Eine anale Blutung kann von der Angst begleitet sein, es könnte sich um Krebs handeln. Deshalb wird bei bestimmten Risiken (Alter, genetische Belastung) ein Koloskopie empfohlen, bevor eine Behandlung durchgeführt wird.
Diagnose
Die Diagnose wird mittels einer Enddarmspiegelung (Proktoskopie) gestellt. Diese Untersuchung kann ohne Vorbereitung, d.h. ohne Einlauf und ohne Narkose, durchgeführt werden und dauert nur wenige Minuten.
Häufigkeit
Nach Schätzungen erkranken ca. 30% der mitteleuropäischen Bevölkerung an Hämorrhoidalbeschwerden.
Therapie
In frühen Stadien der Erkrankung kann eine deutliche Besserung bereits eintreten, wenn auf faserreiche Nahrung (Ballaststoffe), körpergerechtes Stuhlverhalten und die richtige Hygiene umgestellt wird. Das ist aber nur bei Hämorrhoiden 1. und allenfalls frühen 2. Grades ausreichend. Die bereits eingetretene Vergrößerung geht aber normalerweise nicht mehr zurück. Wenn die oben genannten Ernährungs- und Verhaltensregeln nicht konsequent eingehalten werden, ist mit der Rückkehr oder gar Verschlechterung der Beschwerden zu rechnen.
Invasive Maßnahmen
Hämorrhoiden 1. und 2. Grades können durch kleinere ambulante Eingriffe behandelt werden:
Verödung (Sklerosierung): In kleinere Hämorrhoidalknoten wird eine spezielle Flüssigkeit (Ethoxysklerol u. ä.) eingespritzt. Dadurch entsteht eine Entzündung, die lokal die Durchblutung vermindert. Die Hämorrhoiden schrumpfen. Das relativ einfache und kostengünstige Verfahren wird in der Regel in mehreren Teilbehandlungen im Abstand von zirka 2 bis 4 Wochen durchgeführt und verläuft normalerweise völlig schmerzlos. Es besteht eine geringe Gefahr der Bildung von Nekrosen. Bei alleiniger Verödung ist die Wahrscheinlichkeit für ein erneutes Auftreten relativ groß (hohe Rezidivquote).

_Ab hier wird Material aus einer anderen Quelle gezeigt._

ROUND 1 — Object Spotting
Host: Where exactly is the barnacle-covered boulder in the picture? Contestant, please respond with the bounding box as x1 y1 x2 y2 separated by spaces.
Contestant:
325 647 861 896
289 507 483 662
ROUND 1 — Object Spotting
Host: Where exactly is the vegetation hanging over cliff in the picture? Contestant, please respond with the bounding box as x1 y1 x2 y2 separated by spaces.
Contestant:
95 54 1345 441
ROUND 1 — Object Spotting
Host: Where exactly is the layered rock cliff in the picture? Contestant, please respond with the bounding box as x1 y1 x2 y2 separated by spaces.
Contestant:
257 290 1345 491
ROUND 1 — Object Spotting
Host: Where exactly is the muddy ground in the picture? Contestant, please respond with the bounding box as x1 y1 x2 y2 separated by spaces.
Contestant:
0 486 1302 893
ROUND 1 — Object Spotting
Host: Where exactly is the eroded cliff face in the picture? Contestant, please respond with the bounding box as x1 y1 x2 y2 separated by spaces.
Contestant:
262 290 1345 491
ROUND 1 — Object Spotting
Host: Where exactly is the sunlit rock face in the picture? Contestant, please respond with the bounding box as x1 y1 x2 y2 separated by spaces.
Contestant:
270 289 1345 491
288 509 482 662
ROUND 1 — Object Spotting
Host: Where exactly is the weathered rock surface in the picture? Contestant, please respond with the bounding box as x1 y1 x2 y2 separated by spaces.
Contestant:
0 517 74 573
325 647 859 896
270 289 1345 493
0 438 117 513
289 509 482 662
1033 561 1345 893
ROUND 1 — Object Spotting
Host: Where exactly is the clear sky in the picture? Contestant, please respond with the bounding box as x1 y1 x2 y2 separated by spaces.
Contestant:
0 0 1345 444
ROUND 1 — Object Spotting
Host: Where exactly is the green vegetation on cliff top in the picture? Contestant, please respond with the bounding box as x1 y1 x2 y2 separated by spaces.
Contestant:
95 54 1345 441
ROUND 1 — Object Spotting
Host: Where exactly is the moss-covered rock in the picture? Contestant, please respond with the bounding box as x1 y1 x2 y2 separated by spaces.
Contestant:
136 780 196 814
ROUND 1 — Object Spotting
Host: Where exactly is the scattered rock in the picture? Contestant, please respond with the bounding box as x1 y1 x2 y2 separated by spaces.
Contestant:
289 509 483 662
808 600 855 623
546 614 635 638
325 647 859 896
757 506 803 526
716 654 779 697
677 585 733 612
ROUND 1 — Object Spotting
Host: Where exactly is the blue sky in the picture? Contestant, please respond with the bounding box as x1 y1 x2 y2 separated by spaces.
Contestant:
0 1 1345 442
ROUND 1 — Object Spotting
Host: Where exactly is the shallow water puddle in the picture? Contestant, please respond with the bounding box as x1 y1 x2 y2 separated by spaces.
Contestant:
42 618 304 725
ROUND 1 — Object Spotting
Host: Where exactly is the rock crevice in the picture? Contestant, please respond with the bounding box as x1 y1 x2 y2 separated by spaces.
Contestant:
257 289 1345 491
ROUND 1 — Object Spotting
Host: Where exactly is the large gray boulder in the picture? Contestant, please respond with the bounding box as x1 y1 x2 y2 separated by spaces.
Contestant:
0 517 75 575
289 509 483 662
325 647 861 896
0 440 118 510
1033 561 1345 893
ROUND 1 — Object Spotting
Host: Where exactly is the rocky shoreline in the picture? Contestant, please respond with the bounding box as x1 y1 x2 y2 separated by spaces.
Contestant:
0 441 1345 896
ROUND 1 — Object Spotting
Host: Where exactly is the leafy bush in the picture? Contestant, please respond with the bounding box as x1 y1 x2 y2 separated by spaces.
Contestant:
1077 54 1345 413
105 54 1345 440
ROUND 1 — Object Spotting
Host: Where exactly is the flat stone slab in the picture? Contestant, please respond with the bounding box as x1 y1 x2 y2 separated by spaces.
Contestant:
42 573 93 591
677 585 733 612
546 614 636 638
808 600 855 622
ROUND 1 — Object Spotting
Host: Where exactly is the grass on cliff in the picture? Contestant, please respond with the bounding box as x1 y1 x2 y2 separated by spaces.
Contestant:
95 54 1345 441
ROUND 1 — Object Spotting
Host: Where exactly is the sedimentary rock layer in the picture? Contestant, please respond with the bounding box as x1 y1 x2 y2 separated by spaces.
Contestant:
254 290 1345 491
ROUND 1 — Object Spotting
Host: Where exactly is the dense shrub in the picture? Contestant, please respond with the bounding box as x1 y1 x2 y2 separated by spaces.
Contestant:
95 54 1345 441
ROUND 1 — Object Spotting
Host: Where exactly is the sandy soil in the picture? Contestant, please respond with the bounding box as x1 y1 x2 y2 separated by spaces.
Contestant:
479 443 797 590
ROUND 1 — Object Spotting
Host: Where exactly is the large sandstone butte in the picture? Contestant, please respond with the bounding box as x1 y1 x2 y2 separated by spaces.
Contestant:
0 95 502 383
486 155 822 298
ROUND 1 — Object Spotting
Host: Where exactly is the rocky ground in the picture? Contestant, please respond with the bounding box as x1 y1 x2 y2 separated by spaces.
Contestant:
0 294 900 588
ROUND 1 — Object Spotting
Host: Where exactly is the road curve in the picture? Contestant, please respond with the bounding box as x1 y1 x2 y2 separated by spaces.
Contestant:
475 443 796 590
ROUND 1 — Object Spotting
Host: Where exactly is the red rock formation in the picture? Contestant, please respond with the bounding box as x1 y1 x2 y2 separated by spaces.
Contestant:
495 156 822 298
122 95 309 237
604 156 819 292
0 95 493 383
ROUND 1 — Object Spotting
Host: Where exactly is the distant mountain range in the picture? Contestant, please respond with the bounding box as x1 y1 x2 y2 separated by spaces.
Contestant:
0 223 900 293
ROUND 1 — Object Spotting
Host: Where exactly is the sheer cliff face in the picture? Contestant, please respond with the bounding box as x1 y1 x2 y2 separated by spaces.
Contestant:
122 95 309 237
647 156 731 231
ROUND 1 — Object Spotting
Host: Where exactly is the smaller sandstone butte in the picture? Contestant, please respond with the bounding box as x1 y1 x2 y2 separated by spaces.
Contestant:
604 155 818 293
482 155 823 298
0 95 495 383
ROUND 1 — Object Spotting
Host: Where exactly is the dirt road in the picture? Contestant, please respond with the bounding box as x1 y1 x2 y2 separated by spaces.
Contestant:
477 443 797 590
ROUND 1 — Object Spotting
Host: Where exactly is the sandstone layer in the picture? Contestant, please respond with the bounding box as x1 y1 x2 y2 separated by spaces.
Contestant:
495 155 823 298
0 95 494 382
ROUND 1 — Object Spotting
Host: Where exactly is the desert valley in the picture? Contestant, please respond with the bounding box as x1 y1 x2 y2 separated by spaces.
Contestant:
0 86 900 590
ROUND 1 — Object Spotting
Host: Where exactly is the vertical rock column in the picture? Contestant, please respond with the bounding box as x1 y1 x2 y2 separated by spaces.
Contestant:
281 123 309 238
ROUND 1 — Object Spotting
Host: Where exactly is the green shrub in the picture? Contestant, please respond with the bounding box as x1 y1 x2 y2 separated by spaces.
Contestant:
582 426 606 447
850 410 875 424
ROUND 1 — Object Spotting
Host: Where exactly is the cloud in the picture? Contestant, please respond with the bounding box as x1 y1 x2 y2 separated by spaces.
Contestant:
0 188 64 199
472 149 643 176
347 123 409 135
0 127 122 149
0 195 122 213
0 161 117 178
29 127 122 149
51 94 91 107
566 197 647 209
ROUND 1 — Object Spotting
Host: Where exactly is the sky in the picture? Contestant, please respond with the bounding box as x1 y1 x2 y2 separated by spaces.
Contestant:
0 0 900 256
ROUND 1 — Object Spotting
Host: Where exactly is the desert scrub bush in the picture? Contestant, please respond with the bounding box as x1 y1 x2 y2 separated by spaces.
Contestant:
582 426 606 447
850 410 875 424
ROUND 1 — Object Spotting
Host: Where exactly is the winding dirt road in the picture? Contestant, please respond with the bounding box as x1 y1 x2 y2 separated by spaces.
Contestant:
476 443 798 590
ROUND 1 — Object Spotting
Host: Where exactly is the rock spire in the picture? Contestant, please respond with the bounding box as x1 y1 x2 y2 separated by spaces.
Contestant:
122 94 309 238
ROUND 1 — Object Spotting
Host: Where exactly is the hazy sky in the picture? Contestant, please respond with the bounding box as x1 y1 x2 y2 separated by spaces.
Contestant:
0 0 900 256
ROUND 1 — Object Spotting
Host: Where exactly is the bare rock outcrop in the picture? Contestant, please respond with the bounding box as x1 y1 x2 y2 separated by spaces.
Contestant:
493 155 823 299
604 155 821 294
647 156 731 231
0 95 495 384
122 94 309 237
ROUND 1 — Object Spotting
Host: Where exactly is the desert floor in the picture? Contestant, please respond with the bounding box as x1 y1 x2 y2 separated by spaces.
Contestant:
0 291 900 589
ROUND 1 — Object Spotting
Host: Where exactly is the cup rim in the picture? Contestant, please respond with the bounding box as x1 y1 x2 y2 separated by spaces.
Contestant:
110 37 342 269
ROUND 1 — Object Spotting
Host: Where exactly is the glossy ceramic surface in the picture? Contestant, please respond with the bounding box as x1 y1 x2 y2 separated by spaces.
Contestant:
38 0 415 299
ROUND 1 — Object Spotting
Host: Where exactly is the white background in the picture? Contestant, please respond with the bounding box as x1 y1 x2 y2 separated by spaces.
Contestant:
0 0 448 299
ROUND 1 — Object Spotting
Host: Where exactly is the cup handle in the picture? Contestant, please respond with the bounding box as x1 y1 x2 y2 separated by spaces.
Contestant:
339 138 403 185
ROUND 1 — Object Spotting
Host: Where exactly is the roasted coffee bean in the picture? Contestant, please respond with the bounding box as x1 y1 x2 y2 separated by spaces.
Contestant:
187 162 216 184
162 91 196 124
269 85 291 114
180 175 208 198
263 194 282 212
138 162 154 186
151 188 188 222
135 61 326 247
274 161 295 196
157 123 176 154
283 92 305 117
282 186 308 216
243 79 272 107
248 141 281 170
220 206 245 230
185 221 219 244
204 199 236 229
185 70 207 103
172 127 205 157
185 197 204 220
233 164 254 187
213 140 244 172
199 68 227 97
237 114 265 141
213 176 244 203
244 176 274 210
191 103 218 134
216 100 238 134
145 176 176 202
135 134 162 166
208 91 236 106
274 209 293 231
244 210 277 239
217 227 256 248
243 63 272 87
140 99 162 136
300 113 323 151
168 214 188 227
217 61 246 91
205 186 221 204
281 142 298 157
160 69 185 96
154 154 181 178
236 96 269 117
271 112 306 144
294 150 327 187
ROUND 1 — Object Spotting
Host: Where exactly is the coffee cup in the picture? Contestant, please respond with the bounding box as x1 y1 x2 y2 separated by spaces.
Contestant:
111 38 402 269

Gummibandligatur: Der Knoten wird durch ein Gummiband abgeklemmt (Ligatur) und fällt in den folgenden Tagen ab. Dies ist die am häufigsten gewählte Behandlung von Hämorrhoiden 2. Grades. Diese Behandlung kann mit der Verödung kombiniert werden.
Operationsverfahren
Hämorrhoidektomie: Hämorrhoiden, die ständig vorfallen, sollten operativ entfernt werden. In Narkose wird die Hämorrhoide vom Schließmuskel abgetrennt, die Schleimhaut wird vernäht. Außen wird ein kleiner Teil zum offengelassen.
Stapler-Hämorrhoidopexie nach Longo: Eine alternatives Verfahren, bei dem unter Anwendung eines speziellen Operationsgeräts (Stapler) die Analhaut geliftet wird. Für zirkuläre Hämorrhoiden 3. und 4. hat sich diese Technik bewährt.